🤖 AI Summary
In retrosynthetic planning, the failure of any single leaf node invalidates the entire synthesis tree; however, existing methods optimize only average branching performance, neglecting worst-case path robustness. This work formulates retrosynthesis as a worst-path optimization problem within a tree-structured Markov decision process (Tree-MDP) — the first such formulation. We propose a Worst-Path Policy Learning framework, proving its optimal solution is unique and its policy converges monotonically. To enhance high-advantage historical decisions, we introduce self-imitation learning, and design InterRetro — an interactive learning framework jointly optimizing value function estimation and policy iteration.

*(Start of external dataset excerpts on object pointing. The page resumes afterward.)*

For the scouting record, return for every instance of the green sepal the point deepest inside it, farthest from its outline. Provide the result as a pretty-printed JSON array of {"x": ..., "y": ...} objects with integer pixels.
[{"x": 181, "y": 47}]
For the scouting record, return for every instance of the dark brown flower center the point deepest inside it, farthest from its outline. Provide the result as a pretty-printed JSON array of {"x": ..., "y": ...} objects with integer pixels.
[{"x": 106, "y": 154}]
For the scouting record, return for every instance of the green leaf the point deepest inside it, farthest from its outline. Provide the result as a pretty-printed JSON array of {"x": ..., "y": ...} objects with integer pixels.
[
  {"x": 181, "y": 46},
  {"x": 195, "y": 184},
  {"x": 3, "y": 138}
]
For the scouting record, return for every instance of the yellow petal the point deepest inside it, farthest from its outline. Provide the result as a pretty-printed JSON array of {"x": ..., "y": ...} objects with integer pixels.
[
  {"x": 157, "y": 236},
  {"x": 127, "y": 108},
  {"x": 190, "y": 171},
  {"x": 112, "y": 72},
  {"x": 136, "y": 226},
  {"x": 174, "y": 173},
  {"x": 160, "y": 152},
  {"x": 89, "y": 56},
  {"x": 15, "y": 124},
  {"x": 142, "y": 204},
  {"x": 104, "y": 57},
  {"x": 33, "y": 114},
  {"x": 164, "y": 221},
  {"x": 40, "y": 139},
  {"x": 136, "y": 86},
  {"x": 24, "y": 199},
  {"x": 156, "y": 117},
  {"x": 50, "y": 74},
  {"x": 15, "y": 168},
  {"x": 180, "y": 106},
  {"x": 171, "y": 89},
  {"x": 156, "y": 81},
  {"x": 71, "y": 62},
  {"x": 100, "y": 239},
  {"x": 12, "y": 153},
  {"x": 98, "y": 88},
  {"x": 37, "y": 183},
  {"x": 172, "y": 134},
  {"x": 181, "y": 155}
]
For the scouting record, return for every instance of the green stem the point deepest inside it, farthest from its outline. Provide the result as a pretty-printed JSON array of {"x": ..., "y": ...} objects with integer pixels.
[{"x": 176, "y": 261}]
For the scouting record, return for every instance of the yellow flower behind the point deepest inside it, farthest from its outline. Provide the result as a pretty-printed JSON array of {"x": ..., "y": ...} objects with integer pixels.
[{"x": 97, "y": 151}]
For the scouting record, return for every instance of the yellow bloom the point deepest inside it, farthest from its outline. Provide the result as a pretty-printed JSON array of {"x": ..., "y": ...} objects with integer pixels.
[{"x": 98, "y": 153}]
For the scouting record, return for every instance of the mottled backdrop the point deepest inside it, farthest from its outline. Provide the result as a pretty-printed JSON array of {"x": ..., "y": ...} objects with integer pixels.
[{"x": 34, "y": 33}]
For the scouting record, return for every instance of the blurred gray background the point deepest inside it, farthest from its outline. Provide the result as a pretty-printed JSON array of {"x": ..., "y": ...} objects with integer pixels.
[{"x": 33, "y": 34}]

On the Retro*-190 benchmark, our method achieves 100% success rate, reduces average synthesis path length by 4.9%, and surpasses prior state-of-the-art using only 10% of the training data, significantly improving both planning efficiency and robustness.
📝 Abstract
Retrosynthesis planning aims to decompose target molecules into available building blocks, forming a synthesis tree where each internal node represents an intermediate compound and each leaf ideally corresponds to a purchasable reactant. However, this tree becomes invalid if any leaf node is not a valid building block, making the planning process vulnerable to the"weakest link"in the synthetic route. Existing methods often optimise for average performance across branches, failing to account for this worst-case sensitivity. In this paper, we reframe retrosynthesis as a worst-path optimisation problem within tree-structured Markov Decision Processes (MDPs). We prove that this formulation admits a unique optimal solution and offers monotonic improvement guarantees. Building on this insight, we introduce Interactive Retrosynthesis Planning (InterRetro), a method that interacts with the tree MDP, learns a value function for worst-path outcomes, and improves its policy through self-imitation, preferentially reinforcing past decisions with high estimated advantage. Empirically, InterRetro achieves state-of-the-art results, solving 100% of targets on the Retro*-190 benchmark, shortening synthetic routes by 4.9%, and achieving promising performance using only 10% of the training data - representing a significant advance in computational retrosynthesis planning.